General participant characteristics

Characteristic Value
Age (yr) 46 ± 11
BMI (kg/m2) 42 ± 6
Anthropometry
 Bicipital skinfold (cm) 31.73 ± 8.24
 Tricipital skinfold (cm) 40.5 ± 5.81
 Subscapular skinfold (cm) 38.19 ± 6.8
 Suprailliac skinfold (cm) 36.94 ± 6.08
 Total body fat, skinfolds (%) 33.27 ± 2
 Total body fat, impedance (%) 41.06 ± 8.87
 Hip circumference (cm) 130.53 ± 13.81
 Thigh circumference (cm) 74.94 ± 10.52
 WHR 0.98 ± 0.11
 WTR 1.73 ± 0.28
 Abdominal sagittal diameter (cm) 42.29 ± 6.28
 Abdominal coronal diameter (cm) 46.06 ± 4.94
MetS
 Waist circumference (cm) 126.57 ± 15.32
 Triglycerides (mM) 1.51 ± 0.82
 Glucose (mM) 6.43 ± 1.87
 HDL-c (mM) 1.26 ± 0.46
 Diastolic blood pressure (mmHg) 82.78 ± 6.18
 Systolic blood pressure (mmHg) 138.22 ± 15.16
 MetS score 3.18 ± 1.38
Other
 Total cholesterol (mM) 4.23 ± 1.24
 AST (IU/L) 19 ± 8.65
 ALT (IU/L) 29 ± 16.91
Sleep
 Sleep onset (hh:mm) 0:29 ± 1:05
 Sleep duration (h) 7.15 ± 1.44
Meal timing
 Breakfast onset (hh:mm) 8:51 ± 1:03
 Lunch onset (hh:mm) 14:40 ± 0:36
 Dinner onset (hh:mm) 21:43 ± 0:49

Data are represented as means ± sd of total population (n = 18). ALT, alanine transaminase (also know as glutamic-pyruvate transaminase); AST, aspartate transaminase (also known as glutamic-oxaloacetic transaminase); WHR, waist-to-hip ratio; WTR, waist-to-thigh ratio.

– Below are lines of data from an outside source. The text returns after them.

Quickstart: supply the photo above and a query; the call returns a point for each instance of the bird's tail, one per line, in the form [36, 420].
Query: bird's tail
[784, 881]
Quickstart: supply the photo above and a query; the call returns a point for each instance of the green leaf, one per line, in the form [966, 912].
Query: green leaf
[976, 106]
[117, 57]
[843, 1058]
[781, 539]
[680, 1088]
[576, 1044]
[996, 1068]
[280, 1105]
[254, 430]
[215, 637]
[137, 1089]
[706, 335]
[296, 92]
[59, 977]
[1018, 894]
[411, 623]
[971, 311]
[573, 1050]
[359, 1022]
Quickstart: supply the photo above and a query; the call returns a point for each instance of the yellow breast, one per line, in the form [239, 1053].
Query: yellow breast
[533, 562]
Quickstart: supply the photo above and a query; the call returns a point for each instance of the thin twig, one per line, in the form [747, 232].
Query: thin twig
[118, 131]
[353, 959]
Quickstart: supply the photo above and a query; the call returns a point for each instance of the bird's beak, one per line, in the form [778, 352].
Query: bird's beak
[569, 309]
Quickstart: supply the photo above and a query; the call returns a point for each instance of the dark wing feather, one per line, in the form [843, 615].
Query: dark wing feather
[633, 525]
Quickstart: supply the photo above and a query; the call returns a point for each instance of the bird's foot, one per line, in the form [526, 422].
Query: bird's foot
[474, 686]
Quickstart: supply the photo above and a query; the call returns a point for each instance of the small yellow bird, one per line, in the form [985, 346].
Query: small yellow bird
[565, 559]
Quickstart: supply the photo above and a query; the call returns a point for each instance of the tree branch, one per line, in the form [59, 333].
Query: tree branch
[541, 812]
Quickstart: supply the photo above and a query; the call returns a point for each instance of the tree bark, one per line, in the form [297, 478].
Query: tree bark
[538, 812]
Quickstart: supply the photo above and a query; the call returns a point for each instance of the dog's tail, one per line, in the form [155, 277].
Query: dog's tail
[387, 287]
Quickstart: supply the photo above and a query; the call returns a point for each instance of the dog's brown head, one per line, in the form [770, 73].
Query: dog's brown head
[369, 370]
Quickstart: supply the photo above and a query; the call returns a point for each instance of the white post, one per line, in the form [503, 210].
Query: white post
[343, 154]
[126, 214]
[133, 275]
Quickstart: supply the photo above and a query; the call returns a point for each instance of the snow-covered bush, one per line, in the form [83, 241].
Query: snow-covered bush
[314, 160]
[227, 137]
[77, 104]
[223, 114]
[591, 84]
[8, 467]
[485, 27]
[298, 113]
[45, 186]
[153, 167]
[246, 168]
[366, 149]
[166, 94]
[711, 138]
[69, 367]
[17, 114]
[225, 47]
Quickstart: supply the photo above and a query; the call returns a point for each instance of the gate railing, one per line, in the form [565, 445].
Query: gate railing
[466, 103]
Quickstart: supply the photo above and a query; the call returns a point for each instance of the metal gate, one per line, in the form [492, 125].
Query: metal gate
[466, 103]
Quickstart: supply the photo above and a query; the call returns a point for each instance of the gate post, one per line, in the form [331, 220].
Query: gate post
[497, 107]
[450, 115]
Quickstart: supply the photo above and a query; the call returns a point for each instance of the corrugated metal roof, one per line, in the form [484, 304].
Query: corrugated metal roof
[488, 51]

Anthropometry and MetS characteristics

Weight was determined in participants, who wore light clothes and were without shoes, using a digital electronic weighing scale. Height was determined using a Harpenden digital stadiometer (range, 0.70–2.05 m; Holtain Ltd., Crymych, United Kingdom) with the participant standing and the head in the Frankfurt plane. From these data, BMI was calculated according to the formula, weight/height2 (kg/m2). Total body fat (percent) was measured by bioimpedance with a Tanita Model TBF-300 (Tanita Corporation of America, Arlington Heights, IL, USA). The following skinfolds were measured: biceps, triceps, suprailiac, and subscapular. A Harpenden caliper (Holtain) with a constant pressure of 10 g/mm2 was used. Body fat distribution was evaluated by waist circumference at the umbilicus level and hip circumference at the level of the widest circumference over the great trochanters (10). Oblique thigh circumference was also measured. Waist-to-hip ratio and waist-to-thigh ratio were calculated from these measurements. All measurements were obtained 3 times by the same anthropometrist on the right side, with the participant upright and relaxed. Sagittal diameter and coronal diameter were measured at the level of the iliac crest (L4–5) by using a Holtain Kahn abdominal caliper. Fasting plasma concentrations of triacylglycerides, total cholesterol, HDL cholesterol, LDL cholesterol, aspartate transaminase, and alanine transaminase were determined with commercial kits (Roche Diagnostics, Mannheim, Germany). Arterial pressure was measured with a mercury sphygmomanometer while seated for at least 10 min. For each participant, MetS score was calculated as the number of components of MetS on the basis of thresholds for waist circumference, fasting glucose, triacylglycerides, HDL-c, and systolic or diastolic blood pressure, with a maximum value of 5 points (11).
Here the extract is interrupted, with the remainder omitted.